Cambodia’s two dominant topographical features are the Mekong River system is almost 5km wide in places, and the Tonlé Sap lake. The Mekong River, which rises in Tibet, flows about 486km through Cambodia before continuing, via southern Vietnam, to the South China Sea. At Phnom Penh, it splits into the Upper River (Tonle Mekong Leu) and the Lower River (The Bassac River or Tonle Mekong Krom). Tonlé Sap Lake is linked to the Mekong at Phnom Penh by a 100km-long channel knon as the Tonlé Sap river. From mi-May to early October (the Rainy Season) the level of the Mekong rised, backing up the Tonlé Sap river and causing it to flow north-west into the Tonlé Sap lake. During the dry season, the Tonlé Sap river reversed its flow, draining the waters of the lake back into the Mekong. This extraordinary process makes the Tonlé Sap lake one of the world’s richest sources of freshwater fish. It is estimated that the lake provides alivelihood for about 40% of the Cambodian population and its fish provide almost 60% of the country try’s fish protein intake.

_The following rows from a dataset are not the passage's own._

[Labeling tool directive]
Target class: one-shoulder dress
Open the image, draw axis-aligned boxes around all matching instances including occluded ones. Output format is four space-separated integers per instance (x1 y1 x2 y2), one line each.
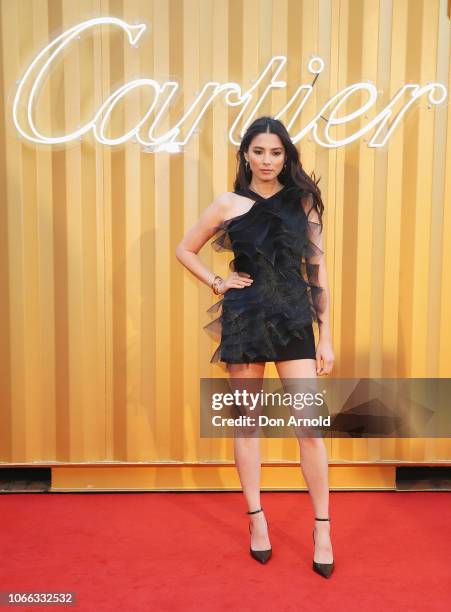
204 185 324 367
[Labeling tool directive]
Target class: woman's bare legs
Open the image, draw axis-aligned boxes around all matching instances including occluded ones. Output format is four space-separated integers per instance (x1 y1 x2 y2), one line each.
275 359 333 563
228 362 271 550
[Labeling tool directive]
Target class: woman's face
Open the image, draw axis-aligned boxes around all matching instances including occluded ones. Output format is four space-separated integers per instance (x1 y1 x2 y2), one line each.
244 133 285 181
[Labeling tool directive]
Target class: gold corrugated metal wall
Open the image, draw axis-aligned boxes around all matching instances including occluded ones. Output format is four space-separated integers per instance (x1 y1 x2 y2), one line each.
0 0 451 474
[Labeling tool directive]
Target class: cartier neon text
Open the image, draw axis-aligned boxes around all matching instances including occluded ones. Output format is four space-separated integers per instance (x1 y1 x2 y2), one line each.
13 17 447 151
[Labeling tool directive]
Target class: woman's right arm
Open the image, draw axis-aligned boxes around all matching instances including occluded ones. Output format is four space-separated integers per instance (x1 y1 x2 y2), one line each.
175 192 252 293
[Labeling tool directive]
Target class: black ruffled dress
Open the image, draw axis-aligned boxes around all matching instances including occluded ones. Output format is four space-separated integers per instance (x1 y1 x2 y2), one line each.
204 185 324 367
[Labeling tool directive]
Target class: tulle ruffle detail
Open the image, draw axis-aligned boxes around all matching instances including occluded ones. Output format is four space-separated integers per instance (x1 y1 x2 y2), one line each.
204 187 324 368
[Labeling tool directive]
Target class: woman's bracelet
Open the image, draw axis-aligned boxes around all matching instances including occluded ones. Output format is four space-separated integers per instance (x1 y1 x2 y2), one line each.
210 275 223 295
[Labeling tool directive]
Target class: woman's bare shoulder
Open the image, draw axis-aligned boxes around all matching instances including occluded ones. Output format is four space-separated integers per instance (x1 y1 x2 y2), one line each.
211 191 239 220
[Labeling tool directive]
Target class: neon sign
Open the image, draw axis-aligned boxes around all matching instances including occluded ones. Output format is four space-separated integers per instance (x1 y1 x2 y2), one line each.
12 17 447 152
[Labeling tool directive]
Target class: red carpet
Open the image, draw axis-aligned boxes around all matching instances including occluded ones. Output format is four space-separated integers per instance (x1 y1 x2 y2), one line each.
0 492 451 612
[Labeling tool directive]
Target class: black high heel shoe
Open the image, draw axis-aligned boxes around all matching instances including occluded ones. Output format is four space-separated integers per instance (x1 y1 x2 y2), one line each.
246 508 272 563
312 517 335 578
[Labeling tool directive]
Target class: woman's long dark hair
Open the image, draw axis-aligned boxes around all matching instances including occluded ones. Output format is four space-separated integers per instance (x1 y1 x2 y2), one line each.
234 116 324 230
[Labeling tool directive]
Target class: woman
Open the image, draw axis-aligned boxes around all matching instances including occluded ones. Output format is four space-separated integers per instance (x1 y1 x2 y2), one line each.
176 117 334 577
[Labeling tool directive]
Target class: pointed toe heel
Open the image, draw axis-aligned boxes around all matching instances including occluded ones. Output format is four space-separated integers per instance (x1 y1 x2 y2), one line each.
312 518 335 578
246 508 272 564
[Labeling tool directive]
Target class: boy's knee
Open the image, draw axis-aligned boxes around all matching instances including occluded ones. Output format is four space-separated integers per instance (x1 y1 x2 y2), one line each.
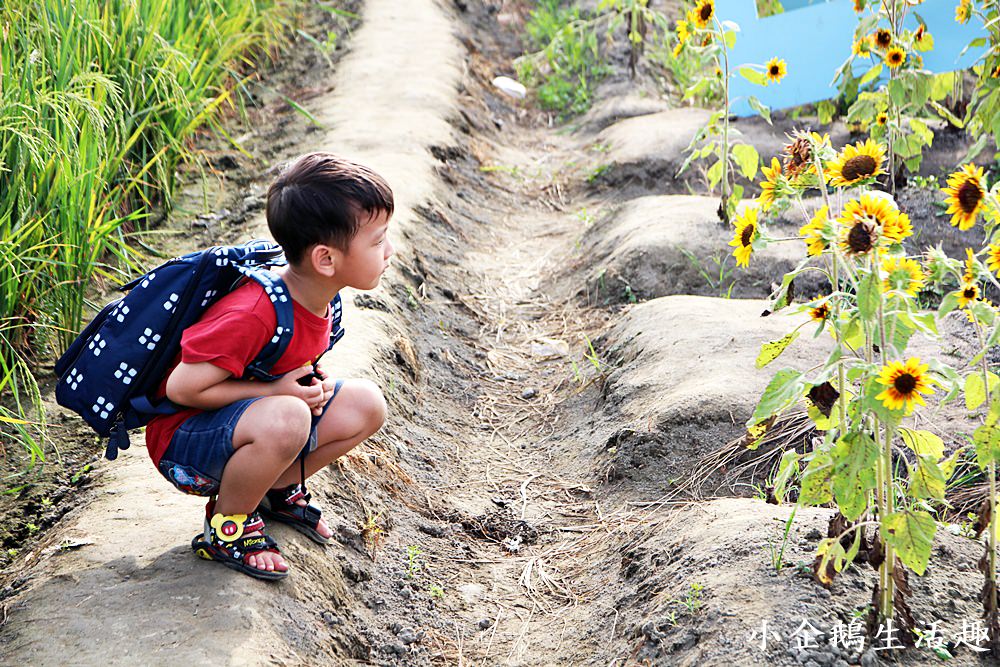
361 380 389 433
254 396 312 453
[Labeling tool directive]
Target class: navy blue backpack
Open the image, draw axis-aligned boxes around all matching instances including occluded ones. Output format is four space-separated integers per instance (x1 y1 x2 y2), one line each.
55 241 344 460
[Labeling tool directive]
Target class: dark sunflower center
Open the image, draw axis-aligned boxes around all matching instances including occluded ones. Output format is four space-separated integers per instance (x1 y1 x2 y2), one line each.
847 223 875 252
841 155 877 181
892 373 917 394
958 180 983 213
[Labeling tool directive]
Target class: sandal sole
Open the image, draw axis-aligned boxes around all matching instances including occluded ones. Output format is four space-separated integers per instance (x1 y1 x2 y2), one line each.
257 505 330 544
191 533 288 581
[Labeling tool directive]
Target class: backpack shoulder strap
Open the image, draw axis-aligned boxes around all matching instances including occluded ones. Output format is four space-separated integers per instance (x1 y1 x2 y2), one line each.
239 267 295 381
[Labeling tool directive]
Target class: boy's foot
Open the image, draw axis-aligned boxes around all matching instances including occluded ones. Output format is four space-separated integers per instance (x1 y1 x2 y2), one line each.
191 503 288 580
257 484 333 544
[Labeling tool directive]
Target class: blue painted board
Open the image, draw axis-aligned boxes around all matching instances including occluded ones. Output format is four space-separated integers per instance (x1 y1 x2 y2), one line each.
716 0 986 116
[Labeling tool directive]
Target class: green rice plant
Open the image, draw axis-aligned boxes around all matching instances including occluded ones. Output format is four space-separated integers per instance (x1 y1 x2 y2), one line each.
0 0 300 480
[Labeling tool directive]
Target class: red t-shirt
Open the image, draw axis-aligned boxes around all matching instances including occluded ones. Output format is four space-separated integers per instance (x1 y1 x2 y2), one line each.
146 280 332 465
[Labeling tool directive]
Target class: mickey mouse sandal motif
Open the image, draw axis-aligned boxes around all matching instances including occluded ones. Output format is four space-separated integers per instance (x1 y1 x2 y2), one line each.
257 484 330 544
191 503 288 580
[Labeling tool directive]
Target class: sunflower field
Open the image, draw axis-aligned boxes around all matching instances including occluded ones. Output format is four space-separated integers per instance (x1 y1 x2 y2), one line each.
0 0 295 474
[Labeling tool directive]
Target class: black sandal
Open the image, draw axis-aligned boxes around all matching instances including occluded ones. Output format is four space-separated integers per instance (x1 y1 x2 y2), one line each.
257 484 330 544
191 503 288 581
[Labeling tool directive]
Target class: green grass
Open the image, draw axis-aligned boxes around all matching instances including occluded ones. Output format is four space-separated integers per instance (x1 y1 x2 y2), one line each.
0 0 299 480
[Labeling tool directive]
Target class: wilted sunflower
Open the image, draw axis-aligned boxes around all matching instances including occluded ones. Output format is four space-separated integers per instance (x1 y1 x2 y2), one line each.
837 195 900 255
986 243 1000 273
757 157 781 211
764 56 788 83
826 139 885 188
954 283 979 308
799 206 830 257
882 257 924 296
729 208 757 266
885 46 906 69
955 0 972 23
784 131 830 178
694 0 715 28
941 163 986 231
809 301 830 322
875 357 934 410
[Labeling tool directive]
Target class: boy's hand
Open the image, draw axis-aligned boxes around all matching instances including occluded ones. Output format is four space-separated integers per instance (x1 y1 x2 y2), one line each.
271 366 329 414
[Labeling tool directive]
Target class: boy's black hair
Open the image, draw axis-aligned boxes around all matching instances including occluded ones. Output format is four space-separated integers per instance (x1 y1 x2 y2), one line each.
267 153 393 264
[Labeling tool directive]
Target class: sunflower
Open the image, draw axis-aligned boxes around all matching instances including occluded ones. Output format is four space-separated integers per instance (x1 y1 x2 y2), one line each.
962 248 979 284
693 0 715 28
872 28 892 49
764 56 788 85
875 357 934 411
885 46 906 69
729 208 757 266
882 213 913 243
826 139 885 188
809 301 830 322
677 19 691 44
799 206 830 257
955 0 972 23
941 163 986 231
986 243 1000 273
837 195 900 255
952 283 979 308
882 257 924 296
757 157 781 211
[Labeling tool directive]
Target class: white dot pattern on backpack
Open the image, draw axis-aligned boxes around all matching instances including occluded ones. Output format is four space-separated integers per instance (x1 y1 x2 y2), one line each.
87 334 108 357
139 327 160 350
66 368 83 391
92 396 115 419
115 361 137 384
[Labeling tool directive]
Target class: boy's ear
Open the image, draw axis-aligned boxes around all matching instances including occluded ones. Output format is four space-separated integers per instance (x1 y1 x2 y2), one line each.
309 243 342 277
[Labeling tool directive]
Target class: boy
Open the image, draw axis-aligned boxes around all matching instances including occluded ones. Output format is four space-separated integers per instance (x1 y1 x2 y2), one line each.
146 153 393 579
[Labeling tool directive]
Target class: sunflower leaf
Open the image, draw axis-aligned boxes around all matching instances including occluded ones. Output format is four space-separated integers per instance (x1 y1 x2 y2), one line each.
858 273 882 320
748 368 805 426
731 144 760 181
754 329 799 368
881 510 937 576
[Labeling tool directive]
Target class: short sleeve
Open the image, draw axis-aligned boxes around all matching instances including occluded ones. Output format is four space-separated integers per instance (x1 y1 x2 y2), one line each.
181 309 274 378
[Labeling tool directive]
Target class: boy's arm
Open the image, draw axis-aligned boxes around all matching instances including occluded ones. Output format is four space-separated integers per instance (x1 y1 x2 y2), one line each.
167 361 324 410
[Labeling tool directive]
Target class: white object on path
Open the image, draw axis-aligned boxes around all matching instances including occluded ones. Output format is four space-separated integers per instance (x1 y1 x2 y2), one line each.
493 76 528 100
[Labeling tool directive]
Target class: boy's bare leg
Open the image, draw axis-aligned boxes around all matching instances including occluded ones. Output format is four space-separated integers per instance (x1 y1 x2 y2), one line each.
215 396 312 572
272 380 386 537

The country consists of 24 provinces that are further divided into districts, sub districts and villages. Phnom Penh is the capital city and centre of political, commercial, industrial and cultural activities. It is also the seat of Cambodia’s revered Royal Family, with His Majesty the King recognized as Head of State, Upholder of the Buddhist religion and Upholder of all religions.
Cambodia is a constitutional monarchy with His Majesty the King recognised as Head of State, Upholder of the Buddhist religion and Upholder of all religions. Cambodia is a constitutional monarchy with His Majesty King Norodom Shihanouk, the ninth king of the Chakri Dynasty, the present king. The King has reigned for more than half a century, making him the longest reigning khmer monarch. Cambodia clinch a rich diversity of cultures and traditions. With its proud history, tropical climate and renowned hospitality, the Kingdom is a never-ending source of fascination and pleasure for international visitors.